Detroit had a day off Sunday and will fly to Oakland on Monday for the start of the best-of-seven ALCS on Tuesday night.

After beating the Yankees, Tigers players took a victory lap, spraying champagne on the fans who endured 12 consecutive losing seasons before this year’s turnaround.

“These guys have stuck with us,” Monroe said. “You have to give them credit, because they’ve stayed here through the worst times. That’s what makes this so sweet.”

In the finale against the Yankees, Bonderman pitched perfect ball into the sixth inning. Six days earlier, he left Comerica Park in disgrace after blowing a 6-0 lead against Kansas City in a game that cost the Tigers the AL Central title and left them with a wild-card berth.

“Bondo is a stud,” Monroe said. “We all go through our ups and downs, but when it was on the line, how did he perform?

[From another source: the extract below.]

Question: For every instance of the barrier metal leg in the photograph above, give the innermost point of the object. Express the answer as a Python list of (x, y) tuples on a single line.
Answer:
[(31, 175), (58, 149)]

He was magnificent. That’s the best lineup a pitcher can face.”

Detroit finished the regular season with 95 wins, two more than the Athletics, but Oakland gets home- field advantage as a division winner.

“We got here when no one thought we would,” Inge said. “We’re going to take it to Oakland and do the same thing we did here. The sky is the limit if we just go out there and play.”

Oakland and Detroit met in the 1972 ALCS, when Bert Campaneris threw his bat at Tigers pitcher Lerrin LaGrow. The Athletics advanced to the World Series with a five-game victory over the remnants of Detroit’s 1968 championship team.

Two stars on that team, Al Kaline and Willie Horton, did an impromptu dance in the Comerica Park clubhouse on Saturday. Now, the Tigers will get another chance at the A’s, helped by the player who symbolizes Detroit’s transformation.

In 2003, Inge was a backup catcher struggling to stay in the major leagues. Now, he is a power-hitting third baseman.

“We knew there would be light at the end of the tunnel sooner or later, but we didn’t think it would be quite this soon,” Inge said. “To anyone that was on that 2003 team, this seemed so far away. To get here, where we are today? It’s incredible.”